Спускайся этими ступенями,
подсвечивай себе фонариком:

Теплые стопы
пожилых женщин;
стены комнат, тени предметов...
Бродячий оркестр памяти движим кровью
(и от его неосторожных вздохов
тихо звенят хрусталики суставов).

3

История берет начало с одной улицы в старом центре.
Знаешь, эти дома за синагогой...
Санитарные условия и всё такое...
Разбитая мебель, кресла, шторы, дома культуры -
весь этот хлам, который назывался советским бытом.

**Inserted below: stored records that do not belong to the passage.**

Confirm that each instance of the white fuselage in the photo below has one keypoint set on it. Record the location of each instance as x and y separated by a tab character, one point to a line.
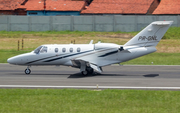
101	54
90	57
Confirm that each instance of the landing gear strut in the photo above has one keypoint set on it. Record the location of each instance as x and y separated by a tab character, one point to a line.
87	71
27	71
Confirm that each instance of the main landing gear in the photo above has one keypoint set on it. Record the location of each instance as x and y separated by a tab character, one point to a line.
27	71
88	71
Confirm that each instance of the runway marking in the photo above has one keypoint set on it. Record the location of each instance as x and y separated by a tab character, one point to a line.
89	87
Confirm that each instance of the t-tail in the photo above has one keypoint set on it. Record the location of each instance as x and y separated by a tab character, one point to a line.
151	35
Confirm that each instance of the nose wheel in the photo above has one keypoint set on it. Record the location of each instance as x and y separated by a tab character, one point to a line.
27	71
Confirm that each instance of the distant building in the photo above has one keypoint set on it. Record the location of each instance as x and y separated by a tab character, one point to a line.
168	7
54	7
121	7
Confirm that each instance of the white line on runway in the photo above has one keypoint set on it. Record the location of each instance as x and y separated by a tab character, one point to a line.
89	87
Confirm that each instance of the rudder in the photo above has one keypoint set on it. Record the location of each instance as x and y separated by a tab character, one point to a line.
151	35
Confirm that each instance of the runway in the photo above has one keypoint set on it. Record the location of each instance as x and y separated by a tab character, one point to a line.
113	77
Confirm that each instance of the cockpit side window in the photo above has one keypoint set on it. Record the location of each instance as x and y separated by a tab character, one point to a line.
40	49
43	50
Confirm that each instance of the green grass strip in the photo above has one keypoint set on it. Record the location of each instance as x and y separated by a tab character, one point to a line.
88	101
156	58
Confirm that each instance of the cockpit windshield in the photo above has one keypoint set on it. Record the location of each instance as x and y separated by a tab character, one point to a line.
40	49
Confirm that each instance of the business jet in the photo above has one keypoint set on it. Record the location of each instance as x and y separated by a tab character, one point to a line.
92	57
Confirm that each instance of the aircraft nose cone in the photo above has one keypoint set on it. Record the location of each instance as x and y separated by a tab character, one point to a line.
11	61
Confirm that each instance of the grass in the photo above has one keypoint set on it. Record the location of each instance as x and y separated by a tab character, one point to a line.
81	101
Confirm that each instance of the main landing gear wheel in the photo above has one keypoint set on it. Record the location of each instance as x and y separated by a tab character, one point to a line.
84	73
27	71
90	71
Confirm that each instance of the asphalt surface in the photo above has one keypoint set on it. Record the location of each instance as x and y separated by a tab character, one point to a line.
115	75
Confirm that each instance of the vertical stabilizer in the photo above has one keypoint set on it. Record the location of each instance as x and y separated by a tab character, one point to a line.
151	35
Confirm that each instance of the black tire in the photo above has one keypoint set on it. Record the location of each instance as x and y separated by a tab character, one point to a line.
27	71
85	73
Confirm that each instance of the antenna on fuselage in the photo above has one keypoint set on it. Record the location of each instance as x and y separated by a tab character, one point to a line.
91	42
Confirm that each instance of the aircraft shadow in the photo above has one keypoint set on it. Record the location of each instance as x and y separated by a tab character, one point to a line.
79	75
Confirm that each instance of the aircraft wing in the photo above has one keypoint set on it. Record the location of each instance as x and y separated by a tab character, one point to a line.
82	63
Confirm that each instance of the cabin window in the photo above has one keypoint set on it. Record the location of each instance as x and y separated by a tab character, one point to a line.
63	49
56	50
78	49
43	49
40	49
71	50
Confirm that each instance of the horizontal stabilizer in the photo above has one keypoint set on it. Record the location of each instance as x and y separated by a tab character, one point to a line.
151	35
97	68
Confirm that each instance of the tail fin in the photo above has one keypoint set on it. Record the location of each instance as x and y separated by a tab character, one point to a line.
151	35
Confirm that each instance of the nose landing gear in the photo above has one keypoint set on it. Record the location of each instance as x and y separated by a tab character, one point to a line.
27	71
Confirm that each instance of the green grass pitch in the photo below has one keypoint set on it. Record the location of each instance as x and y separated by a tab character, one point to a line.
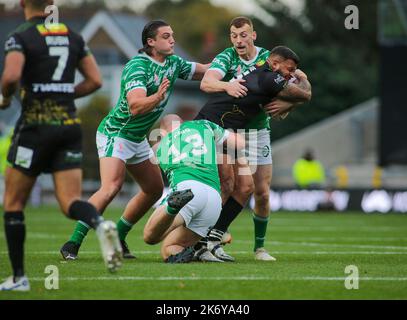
312	251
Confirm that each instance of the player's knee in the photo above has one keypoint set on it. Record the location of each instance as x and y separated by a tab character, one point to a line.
227	186
246	189
154	191
111	190
262	198
13	202
149	237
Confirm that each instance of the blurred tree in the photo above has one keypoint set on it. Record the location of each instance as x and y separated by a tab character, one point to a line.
91	115
341	64
199	26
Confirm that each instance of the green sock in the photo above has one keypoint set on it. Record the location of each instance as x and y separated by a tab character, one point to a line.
260	228
80	232
123	228
171	211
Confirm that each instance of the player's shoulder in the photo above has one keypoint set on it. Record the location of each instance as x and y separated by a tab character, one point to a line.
263	51
228	53
21	29
138	61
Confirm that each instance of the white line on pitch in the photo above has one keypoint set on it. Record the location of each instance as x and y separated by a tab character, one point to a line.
243	252
315	244
235	278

История начинается где-то в сороковых.
Послевоенные новостройки,
успехи общества "Динамо"...
Вообще успехи. Веришь, всё это еще сохранилось -
во всяком случае, время разрушило еще не всё.

Поэтому, если относиться к этой истории действительно
серьезно, -
а именно так, надеюсь, ты хочешь к ней отнестись, -
начни оттуда.
Встань со своей раскладушки
и скажи тому, кто захочет тебя услышать:

"Я знаю, когда начинается утро:
в окне висит ангел
                 и печатает на трофейной портативной машинке.
В штольне времени копится нефть любви -
черный папоротник шахтерских лабиринтов.

С каждым годом всё раньше кончаются твои каникулы.
Что же за двигатель нужен твоей машине?
Какие двери ты выберешь?
Какая на сегодня погода?
Каким ты выйдешь из моей молитвы, Господи?"